Microsoft Corporation (NASDAQ:MSFT) recently release an emergency patch to fix a 19-year-old software bug. Last May, researchers from International Business Machines Corp. (NYSE:IBM) first discovered the bug that affects both Windows and Office products.
Microsoft’s latest bug issue
The bug has been in every single version of Windows, starting with Windows 95. The bug presented a problem which would allow attackers to easily exploit the bug to control a computer via remote means. The software maker has since addressed the issue and issued 14 patches. The company plans to release two more patches.
Robert Freeman (researcher for IBM) elaborated in a blog post, “The bug can be used by an attacker for drive-by attacks to reliably run code remotely and take over the user’s machine.”
A drive-by attack means users are forced to download malicious software. IBM claims the bug has been sitting in plain sight. It also exists in the Windows Server Platforms, which puts the security of encrypted websites at risk. This is related to Microsoft’s Secure Channel (often referred to as Schannel), which is used to implement secure data transfer.

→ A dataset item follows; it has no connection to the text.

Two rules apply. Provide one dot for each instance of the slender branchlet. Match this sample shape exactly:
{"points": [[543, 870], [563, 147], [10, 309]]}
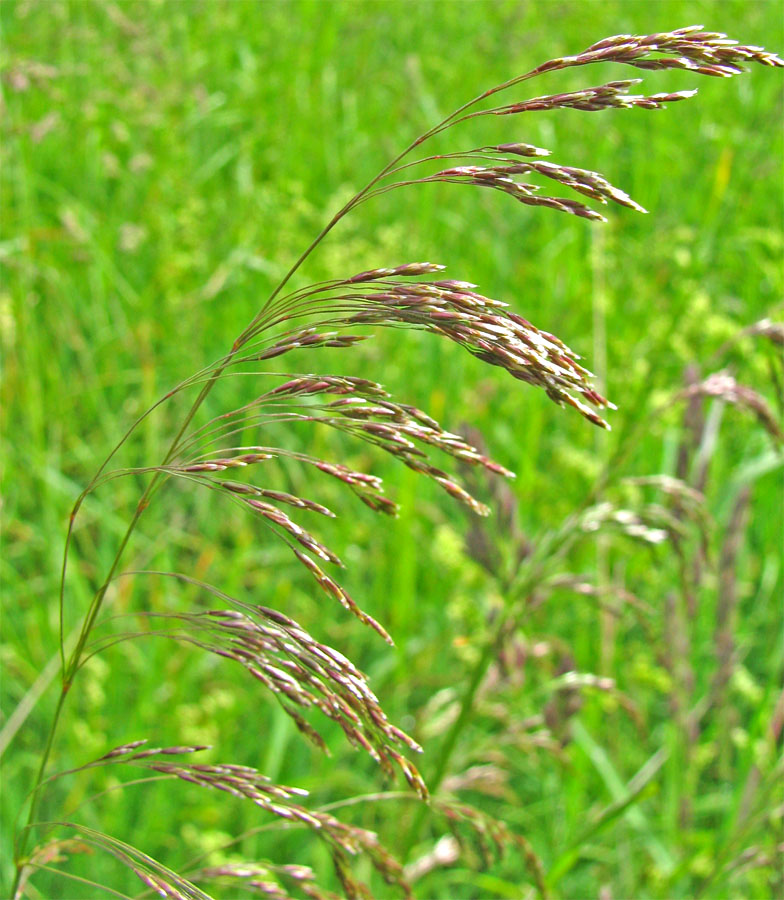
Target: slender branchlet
{"points": [[302, 673]]}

How the latest bug compares to Heartbleed
Schannel joins the long list of security standards discovered to have a major flaw. Other standards in this list include Apple SecureTransport, GNUTLS, OpenSSL, and NSS. This latest bug has been compared to Heartbleed, a bug that affected people last year. It was reported that though the recent bug could be just a significant as last year’s, it may be harder for attackers to exploit. The Heartbleed bug exploited vulnerabilities utilized transferred secure data (Secure Sockets Layer).
At press time, there is zero evidence the new bug was exploited before it was discovered. However, now that the bug is known to the public and the patches came out, it is likely there will be attacks on out of date machines. This bug would have been worth over six figures.